Vorsichtig zog ich die Decke wieder herauf. Pat murmelte etwas und verstummte wieder und schob langsam, im Schlaf, ihre Hand um meinen Nacken.
XXVII
Die nächsten Tage schneite es ununterbrochen. Pat hatte Fieber und mußte im Bett bleiben. Viele im Hause hatten Fieber.
»Es ist das Wetter«, sagte Antonio.»Zu warm und föhnig. Richtiges Fieberwetter.«
»Liebling, geh ein bißchen 'raus«, sagte Pat.»Kannst du Schifahren?«
»Nein. Wie sollte ich das können? Ich war ja nie im Gebirge.«
»Antonio wird es dir beibringen. Es macht ihm Spaß. Er mag dich gern.«
»Ich bleibe viel lieber hier.«
Sie richtete sich im Bett auf. Das Nachthemd fiel von ihren Schultern.

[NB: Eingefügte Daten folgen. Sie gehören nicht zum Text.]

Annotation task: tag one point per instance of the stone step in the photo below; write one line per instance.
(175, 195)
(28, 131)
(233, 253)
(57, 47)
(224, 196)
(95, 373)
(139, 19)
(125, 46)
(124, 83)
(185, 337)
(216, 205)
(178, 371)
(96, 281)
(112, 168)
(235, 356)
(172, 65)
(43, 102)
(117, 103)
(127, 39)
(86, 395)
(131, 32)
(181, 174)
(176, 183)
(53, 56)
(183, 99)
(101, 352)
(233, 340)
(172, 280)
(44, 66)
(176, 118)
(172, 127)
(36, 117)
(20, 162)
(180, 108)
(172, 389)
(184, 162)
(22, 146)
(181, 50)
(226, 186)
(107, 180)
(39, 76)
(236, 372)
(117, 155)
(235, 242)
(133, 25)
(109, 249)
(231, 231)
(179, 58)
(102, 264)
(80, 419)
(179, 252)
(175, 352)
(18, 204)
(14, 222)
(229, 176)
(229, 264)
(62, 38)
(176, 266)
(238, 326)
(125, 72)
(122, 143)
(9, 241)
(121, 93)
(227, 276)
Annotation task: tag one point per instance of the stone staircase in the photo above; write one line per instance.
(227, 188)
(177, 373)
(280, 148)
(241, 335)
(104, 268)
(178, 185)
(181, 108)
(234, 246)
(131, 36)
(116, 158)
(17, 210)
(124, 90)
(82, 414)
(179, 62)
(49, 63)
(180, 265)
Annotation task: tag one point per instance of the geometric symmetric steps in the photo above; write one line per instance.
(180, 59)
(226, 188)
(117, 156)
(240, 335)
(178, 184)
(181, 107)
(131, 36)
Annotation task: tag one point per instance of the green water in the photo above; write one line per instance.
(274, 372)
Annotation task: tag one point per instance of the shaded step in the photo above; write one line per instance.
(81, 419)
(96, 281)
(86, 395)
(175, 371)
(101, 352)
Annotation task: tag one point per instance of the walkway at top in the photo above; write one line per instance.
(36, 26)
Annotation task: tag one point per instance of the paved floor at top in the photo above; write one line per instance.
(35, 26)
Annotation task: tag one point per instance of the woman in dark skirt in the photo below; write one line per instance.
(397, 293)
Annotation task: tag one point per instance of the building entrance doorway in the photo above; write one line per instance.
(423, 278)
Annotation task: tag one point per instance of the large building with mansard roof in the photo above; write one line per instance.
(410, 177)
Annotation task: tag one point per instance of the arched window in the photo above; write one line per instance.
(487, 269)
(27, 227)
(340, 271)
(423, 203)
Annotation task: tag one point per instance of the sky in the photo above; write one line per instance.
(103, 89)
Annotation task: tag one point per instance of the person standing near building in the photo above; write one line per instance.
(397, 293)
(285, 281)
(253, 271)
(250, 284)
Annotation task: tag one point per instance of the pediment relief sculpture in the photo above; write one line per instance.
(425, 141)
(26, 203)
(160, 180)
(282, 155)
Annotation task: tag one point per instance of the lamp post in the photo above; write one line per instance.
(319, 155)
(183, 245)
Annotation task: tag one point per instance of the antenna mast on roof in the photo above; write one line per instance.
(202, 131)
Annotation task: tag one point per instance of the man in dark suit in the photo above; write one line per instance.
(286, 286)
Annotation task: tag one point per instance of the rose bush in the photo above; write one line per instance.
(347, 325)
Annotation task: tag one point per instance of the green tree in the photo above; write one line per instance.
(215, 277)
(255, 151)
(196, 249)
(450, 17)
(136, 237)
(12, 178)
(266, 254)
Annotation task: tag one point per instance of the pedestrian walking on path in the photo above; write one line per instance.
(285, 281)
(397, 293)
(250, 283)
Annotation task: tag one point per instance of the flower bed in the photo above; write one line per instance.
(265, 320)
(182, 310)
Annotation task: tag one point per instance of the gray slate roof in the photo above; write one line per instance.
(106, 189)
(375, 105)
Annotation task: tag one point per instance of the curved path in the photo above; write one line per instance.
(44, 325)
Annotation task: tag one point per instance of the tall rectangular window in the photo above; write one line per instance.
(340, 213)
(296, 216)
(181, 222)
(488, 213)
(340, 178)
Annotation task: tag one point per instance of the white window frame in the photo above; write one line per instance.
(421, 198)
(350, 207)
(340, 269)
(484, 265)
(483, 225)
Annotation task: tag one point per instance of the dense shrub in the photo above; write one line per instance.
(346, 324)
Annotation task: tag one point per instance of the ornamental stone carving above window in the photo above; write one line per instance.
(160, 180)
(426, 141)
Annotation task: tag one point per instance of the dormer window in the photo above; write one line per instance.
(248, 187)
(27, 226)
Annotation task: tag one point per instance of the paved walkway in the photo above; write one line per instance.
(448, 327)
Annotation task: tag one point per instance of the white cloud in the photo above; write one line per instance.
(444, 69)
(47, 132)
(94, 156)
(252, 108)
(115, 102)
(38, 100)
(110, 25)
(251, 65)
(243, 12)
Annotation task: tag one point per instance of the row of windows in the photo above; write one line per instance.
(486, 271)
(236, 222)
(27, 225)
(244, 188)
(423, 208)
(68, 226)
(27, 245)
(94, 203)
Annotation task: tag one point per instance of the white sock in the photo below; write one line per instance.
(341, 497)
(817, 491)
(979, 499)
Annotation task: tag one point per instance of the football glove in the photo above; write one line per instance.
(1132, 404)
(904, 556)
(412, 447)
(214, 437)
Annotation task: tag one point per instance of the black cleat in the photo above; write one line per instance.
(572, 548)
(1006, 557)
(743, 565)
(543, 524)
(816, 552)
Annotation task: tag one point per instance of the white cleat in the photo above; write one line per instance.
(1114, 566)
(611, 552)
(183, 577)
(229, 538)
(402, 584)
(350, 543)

Verdammt schmal waren sie. Verdammt schmal war auch der Nacken.
»Robby«, sagte sie,»tu's mir zuliebe. Ich möchte nicht gern, daß du hier so am Krankenbett sitzt. Gestern und vorgestern, das war schon mehr als genug.«
»Ich sitze gern hier«, erwiderte ich.»Habe gar keine Sehnsucht, in den Schnee zu gehen.«
Sie atmete laut, und ich hörte das unregelmäßige Scharren des Atems.»Ich habe darin mehr Erfahrung als du«, sagte sie und stützte sich auf die Ellbogen.»Es ist besser für uns beide. Du wirst es nachher sehen.«Sie lächelte mühsam.»Heute nachmittag und heute abend kannst du noch genug hier sitzen. Morgens macht es mich unruhig, Liebling. Man sieht schrecklich aus, morgens, wenn man Fieber hat.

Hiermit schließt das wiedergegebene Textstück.